Göbeklitepe’yi gezerken öyle ilginç bilgiler öğreniyorsunuz ki; sürekli “Hadi ya” tepkisi verebilir, şaşkınlıktan ağzınızın açık kaldığını fark edebilirsiniz. Mesela 20 adet olduğu düşünülen tapınaklardan günümüzde sadece 4 tanesi ziyaret edilebiliyor. Monolit adı verilen bu taşların en hafifi 2 fil ağırlığı diyebileceğimiz 15 ton ağırlığında. En ağırı ise 100 sumo güreşçisine eş değerde, yani 40 ton ağırlığında. En uzunları ise dünyanın en uzun boylu zürafasına eşit. Yani tam 5,5 metre. Monolitler, Göbeklitepe’nin en önemli simgesi. Bir tanesinin yapımı tam 300 saat sürüyormuş. 60-70 kişinin çalıştığı düşünülen Göbeklitepe için ne inanılmaz bir emek değil mi? Müzeyi gezerken öğrendiğim bir diğer ilginç şey ise beni oldukça şaşırttı. Göbeklitepe’nin ilk sahipleri burayı yaptıktan sonra gömmüşler. Çünkü yerleşimlerine daha yakın şekilde tekrar inşa etmişler. Yıllarca toprak altında kalması sayesinde de bugün biz bu tarihe canlı şahit oluyoruz.
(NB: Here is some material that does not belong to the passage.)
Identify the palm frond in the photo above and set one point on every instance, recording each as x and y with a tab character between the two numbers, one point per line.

2018 yılında UNESCO Listesi’ne girdi

2018 yılında UNESCO Dünya Kültür Mirası Listesi’ne dahil edilen Göbeklitepe’de kazı çalışmalarının 150 yıl civarında süreceği düşünülüyor. Bu da yıllarca dünyanın gözünün burada olacağının işareti aslında. Tabii Göbeklitepe’yi bugün bu denli önemli kılan Alman Arkeolog Klaus Schmidt’in çok ciddi gayreti ve inancı. “Benim yerim artık burasıdır,” dedikten sonra eşi Çiğdem Schmidt ile Şanlıurfa’da satın aldıkları ev günümüzde Schmidt’in hatıraları ve Göbeklitepe anılarının olduğu bir anı evine dönüşmüş. Dilerseniz yolunuz buraya düştüğünde bu yapının ortaya çıkmasında önemli rol oynayan Alman arkeoloğun evini de ziyaret edebilirsiniz.Yol arkadaşım Fiesta ile dünyanın ilk tapınağına çok keyifli bir yolculuk gerçekleştirdim. 2019 yılının Göbeklitepe yılı ilan edilmesiyle birlikte yerli yabancı birçok turistin akın akın geldiği Göbeklitepe’de 12.000 yıllık bir tarihin peşinden gitmek gerçekten tek kelimeyle ifade edilebilecek bir his. İnanılmaz!